Bank of America poses “a grave threat to U.S. financial stability,” according to watchdog group Public Citizen, which has called for the bank to be broken up.
In a a petition to Federal Reserve Chairman Ben Bernanke and Treasury Secretary Timothy Geithner, the advocacy group said that BofA should be broken up “into one or more institutions that are smaller, less interconnected, less complex, more manageable and, as a result, less systemically dangerous,” something that Public Citizen says the government can do under the Dodd-Frank financial reform act:
Bank of America currently poses a grave threat to U.S. financial stability by any reasonable definition of that phrase. It is the second largest bank holding company in the U.S., holds assets equal to roughly one-seventh of gross domestic product, and is highly complex and interconnected with other financial institutions.
Bank of America is too large and complex to manage or regulate properly, and its financial condition is poor and could deteriorate rapidly at any moment, potentially causing the market to lose confidence in the bank. An ensuing run on the bank could cause a devastating financial crisis.

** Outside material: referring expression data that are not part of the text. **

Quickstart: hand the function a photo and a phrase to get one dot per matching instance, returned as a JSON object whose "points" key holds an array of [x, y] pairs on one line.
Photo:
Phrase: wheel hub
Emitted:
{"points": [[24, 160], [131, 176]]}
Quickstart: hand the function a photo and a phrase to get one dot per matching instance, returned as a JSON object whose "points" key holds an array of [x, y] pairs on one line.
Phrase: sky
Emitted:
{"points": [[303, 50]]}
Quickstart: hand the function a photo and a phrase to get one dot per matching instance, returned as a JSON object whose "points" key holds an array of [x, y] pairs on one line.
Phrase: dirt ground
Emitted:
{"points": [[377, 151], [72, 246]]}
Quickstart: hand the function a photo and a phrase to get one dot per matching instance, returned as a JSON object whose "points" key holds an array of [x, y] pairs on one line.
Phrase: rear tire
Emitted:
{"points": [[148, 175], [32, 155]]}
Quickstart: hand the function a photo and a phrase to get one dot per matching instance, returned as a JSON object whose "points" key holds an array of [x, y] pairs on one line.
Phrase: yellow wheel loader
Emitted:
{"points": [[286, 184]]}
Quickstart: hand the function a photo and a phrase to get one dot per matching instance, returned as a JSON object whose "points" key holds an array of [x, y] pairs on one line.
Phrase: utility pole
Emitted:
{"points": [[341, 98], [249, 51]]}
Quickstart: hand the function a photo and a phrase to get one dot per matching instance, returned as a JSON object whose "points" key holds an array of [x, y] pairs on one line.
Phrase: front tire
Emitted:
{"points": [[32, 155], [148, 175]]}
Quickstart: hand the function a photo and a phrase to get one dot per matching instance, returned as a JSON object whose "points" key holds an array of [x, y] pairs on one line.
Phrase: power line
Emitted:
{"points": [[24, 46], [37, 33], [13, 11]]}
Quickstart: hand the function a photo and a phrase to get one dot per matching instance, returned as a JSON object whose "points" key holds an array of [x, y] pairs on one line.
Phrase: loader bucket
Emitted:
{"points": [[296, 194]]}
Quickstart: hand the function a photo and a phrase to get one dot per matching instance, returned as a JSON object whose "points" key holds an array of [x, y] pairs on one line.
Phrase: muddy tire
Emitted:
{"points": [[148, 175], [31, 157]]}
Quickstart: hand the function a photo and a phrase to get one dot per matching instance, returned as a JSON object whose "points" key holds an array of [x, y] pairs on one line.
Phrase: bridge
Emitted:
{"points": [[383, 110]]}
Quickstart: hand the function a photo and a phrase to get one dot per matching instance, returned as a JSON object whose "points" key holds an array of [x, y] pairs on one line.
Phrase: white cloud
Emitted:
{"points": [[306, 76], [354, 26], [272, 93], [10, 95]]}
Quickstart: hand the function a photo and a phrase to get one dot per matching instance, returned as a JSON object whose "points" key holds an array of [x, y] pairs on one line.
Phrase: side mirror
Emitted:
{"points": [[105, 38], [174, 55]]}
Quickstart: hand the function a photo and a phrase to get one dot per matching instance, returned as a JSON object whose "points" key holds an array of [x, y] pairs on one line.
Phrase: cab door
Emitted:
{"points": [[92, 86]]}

Public Citizen also sent officials a letter urging regulators to investigate BofA and other “too big to fail” financial institutions, warning that “if any of these institutions were to deteriorate, it could threaten the U.S. financial system.” The letter was co-signed by a number of other advocacy groups and legal scholars, including Americans for Financial Reform, the Center for Media and Democracy and the U.S. Public Interest Research Group.
In a statement, David Arkush, director of Public Citizen’s Congress Watch division, warned that “if Bank of America in its current form were to fail, it would devastate the financial system. We’re asking the regulators to make sure that never happens. The only way to be sure is to reform the institution into something safer before any crisis materializes.”